A voice Alease recognized from conversations long past crackled through the receiver and said, “Alease, this is Stasia Franks. Shut down your engines and we’ll bring you aboard.”

Alease smiled to herself and replied, “Hello, Dr. Franks. It’s good to talk to you again.” Just as the tractor beam from the larger vessel pulled the ship in, she shut down the drives and waited.


Dr. Franks and her psychiatry intern had an array of wires, tubes, and an emaciated human female body on the tables in the lab.

Stasia frowned. “This is what we worked with thirty years ago. A hybrid of a human brain and a high-speed computer, but there were some problems.”

Karl nodded. “Alease wasn’t the first such hybrid to become psychotic, was she?”

“No, she wasn’t the first to have a break, but we thought the problem was solved.

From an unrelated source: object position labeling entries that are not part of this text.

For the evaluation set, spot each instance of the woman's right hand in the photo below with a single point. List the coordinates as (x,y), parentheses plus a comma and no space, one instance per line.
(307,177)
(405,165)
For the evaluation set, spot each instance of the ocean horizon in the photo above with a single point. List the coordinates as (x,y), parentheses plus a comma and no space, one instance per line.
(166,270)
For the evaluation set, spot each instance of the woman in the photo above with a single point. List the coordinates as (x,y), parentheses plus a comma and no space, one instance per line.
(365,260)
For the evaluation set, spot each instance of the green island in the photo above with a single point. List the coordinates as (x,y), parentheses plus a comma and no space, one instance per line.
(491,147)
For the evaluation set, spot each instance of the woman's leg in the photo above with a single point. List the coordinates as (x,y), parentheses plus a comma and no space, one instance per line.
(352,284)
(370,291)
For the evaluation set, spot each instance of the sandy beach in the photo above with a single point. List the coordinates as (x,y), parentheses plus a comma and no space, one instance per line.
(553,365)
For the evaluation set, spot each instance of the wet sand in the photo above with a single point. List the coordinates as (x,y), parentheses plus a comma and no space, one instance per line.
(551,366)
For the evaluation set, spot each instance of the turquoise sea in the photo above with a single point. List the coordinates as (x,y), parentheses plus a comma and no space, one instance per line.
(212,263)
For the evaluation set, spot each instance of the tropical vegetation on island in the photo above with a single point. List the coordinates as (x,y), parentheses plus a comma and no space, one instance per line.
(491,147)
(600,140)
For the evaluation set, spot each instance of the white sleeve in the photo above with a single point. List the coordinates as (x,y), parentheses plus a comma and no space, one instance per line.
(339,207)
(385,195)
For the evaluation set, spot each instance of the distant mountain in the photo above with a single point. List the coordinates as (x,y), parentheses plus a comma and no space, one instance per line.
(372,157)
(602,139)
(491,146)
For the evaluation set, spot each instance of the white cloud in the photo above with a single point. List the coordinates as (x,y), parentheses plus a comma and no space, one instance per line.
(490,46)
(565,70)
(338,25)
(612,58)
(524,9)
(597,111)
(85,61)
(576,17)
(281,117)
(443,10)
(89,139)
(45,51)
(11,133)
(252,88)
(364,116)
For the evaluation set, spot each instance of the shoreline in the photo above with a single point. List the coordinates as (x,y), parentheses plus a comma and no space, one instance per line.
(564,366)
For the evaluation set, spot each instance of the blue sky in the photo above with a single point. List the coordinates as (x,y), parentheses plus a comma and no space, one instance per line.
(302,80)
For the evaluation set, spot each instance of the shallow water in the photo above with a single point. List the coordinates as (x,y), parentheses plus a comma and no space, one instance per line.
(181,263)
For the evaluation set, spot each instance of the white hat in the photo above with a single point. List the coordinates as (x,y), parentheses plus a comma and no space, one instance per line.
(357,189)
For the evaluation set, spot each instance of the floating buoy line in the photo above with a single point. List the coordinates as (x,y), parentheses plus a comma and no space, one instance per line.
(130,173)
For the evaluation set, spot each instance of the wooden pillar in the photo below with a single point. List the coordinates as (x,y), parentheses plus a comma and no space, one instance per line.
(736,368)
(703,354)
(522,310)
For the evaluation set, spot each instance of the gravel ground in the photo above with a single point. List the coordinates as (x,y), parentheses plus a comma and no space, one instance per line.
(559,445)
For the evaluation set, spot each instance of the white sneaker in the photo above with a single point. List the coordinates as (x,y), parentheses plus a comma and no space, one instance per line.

She is, however, the only one to have killed someone and not been deactivated. We have a rare chance now to study her and find out what went wrong.” Stasia flicked a switch on the console.

Alease spoke from the mass of wires. “Dr. Franks, where am I?”

“You’re in the laboratory, and everything is fine.” She hesitated. “Alease, do you remember when we talked about what happened to Eric?”

Alease remembered the rage she felt when Eric flirted with the girl at mission control on the communications set. How she opened the forward port airlock and calmly watched as Eric was blown into space, clawing at the door.

Alease tried to cry, but the tears wouldn’t come.